Grangemouth – What Role Employment Law?
Grangemouth – What Role Employment Law?
Nearly a month on, I find myself wondering what lessons can be learnt from the whole Grangemouth saga.
The good news is that at least a significant portion of the jobs will be saved. Closure would have sent to the grave yet more of our proud industrial heritage.
Beyond that much has been talked about. Issues range from botched union tactics, to global capitalism which puts profit above local communities and livelihoods. There were also wider calls for the need to re-nationalise key assets, and even whether an independent Scotland would have made the situation better or worse.
But what I have not heard about in any of the debate, and what interests me as an employment lawyer, is where does employment law fit into the story?

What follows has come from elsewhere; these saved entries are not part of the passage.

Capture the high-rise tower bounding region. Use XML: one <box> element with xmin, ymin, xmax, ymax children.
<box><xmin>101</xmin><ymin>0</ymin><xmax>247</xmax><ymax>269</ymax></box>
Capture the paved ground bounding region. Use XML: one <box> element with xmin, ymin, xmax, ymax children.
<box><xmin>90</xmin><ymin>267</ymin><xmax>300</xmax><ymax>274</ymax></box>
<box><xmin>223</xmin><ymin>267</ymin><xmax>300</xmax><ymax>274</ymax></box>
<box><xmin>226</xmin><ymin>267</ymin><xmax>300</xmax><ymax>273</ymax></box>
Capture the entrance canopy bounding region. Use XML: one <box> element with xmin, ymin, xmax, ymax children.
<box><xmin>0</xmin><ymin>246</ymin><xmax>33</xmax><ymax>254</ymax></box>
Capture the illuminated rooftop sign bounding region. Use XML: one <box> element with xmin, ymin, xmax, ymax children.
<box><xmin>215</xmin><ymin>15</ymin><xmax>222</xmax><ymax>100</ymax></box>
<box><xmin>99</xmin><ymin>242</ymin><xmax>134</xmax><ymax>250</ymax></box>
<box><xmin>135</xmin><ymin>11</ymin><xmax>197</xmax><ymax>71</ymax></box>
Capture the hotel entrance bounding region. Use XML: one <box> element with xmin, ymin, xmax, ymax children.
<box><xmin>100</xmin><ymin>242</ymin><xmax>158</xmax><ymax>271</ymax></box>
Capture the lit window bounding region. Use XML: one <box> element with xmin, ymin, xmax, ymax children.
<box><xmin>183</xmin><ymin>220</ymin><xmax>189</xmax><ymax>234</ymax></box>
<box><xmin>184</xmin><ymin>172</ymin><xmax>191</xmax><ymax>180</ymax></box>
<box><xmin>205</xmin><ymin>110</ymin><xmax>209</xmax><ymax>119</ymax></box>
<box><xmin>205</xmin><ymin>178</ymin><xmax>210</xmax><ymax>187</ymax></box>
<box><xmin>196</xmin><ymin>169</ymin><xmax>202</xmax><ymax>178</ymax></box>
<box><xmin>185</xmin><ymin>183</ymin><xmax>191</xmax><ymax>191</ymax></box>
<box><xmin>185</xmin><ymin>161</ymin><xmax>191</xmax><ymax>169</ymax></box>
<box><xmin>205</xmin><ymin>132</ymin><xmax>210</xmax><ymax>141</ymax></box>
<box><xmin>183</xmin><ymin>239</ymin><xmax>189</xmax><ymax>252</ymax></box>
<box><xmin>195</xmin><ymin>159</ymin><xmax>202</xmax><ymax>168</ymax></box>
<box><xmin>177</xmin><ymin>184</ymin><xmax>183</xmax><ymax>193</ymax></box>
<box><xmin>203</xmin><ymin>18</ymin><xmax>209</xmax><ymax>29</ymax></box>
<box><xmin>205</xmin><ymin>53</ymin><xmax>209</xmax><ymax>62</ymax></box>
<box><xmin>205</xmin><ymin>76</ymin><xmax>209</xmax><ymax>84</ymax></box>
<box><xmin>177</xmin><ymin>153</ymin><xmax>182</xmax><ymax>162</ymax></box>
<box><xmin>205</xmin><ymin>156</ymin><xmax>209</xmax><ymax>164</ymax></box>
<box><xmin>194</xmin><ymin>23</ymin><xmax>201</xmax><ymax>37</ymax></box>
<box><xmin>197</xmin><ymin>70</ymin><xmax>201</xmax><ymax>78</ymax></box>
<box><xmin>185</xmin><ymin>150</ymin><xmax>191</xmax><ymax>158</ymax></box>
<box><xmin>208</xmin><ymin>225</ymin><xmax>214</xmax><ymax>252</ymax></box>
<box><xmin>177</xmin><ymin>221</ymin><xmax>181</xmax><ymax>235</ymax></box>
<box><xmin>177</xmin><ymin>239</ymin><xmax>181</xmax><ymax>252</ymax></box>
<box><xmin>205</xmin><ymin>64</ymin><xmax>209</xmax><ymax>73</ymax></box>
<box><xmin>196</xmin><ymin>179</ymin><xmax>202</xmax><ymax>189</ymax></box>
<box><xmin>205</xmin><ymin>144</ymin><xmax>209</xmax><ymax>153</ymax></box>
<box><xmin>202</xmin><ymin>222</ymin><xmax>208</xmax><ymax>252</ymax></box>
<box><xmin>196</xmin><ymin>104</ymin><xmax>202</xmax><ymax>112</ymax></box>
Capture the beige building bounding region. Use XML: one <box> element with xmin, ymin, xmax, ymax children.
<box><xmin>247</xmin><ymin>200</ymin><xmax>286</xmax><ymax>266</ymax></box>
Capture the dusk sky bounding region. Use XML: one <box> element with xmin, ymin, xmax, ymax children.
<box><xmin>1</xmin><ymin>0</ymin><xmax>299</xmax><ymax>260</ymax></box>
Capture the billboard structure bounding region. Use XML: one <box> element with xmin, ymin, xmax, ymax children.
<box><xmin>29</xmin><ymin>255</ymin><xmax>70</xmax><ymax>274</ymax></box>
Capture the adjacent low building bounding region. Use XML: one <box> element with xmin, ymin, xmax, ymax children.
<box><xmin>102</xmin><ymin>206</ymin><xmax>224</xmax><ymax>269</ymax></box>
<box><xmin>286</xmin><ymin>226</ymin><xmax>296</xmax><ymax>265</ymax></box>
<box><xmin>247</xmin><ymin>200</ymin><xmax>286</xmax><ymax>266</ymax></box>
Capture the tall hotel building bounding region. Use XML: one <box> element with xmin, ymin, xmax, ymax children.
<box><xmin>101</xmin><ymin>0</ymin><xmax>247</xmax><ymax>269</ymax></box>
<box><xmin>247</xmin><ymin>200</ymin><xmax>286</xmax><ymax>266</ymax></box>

You would have thought it would play a big part – but does it?
Employment law regulates rules and relationships between employers and employees. It is based on the principle that the relationship is not an equal one and that employees need a certain element of protection. In the old days, based on the concept of master and servant, that meant precious little. In more recent times, there has been much more protection from dismissal and discrimination, on working hours, pay etc. These are rights which affect workers as individuals.
Employment law also sets out the rules of engagement for workers organised as a group. It governs the relationship between workers’ representatives – the trades’ unions – and their employers. Employees have certain protection when they go out on strike, and there are rules about how unions are organised and how they run ballots.
Some argue that the rise of individual employment rights has undermined the effectiveness of collective action. This is because the more workers are protected individually, the less protection they need as an organised group. Perhaps. Or it could be that there is simply more focus on individual employment rights when collective action is less effective – there are far fewer discrimination claims in European Union countries which have stronger unions, such as Germany or France.
But whatever the balance between collective rights and individual rights in employment law, they only “kick in” when you have a job in the first place. What they do not do is give you an economic right to a job, a right to earn a living.
And this brings us back to Grangemouth. The employees were negotiating from the point of view that they had a job, and could bargain on employment terms. But if there are no jobs to go to, there is nothing to negotiate. Employment law as we know it operates where there are jobs: beyond that is politics and global economics.
Yet that is not to say minimum employment terms and pay should be sacrificed to keep jobs at any cost. The argument is about the balance between the two. So maybe our long earned employment law rights have a part to play after all?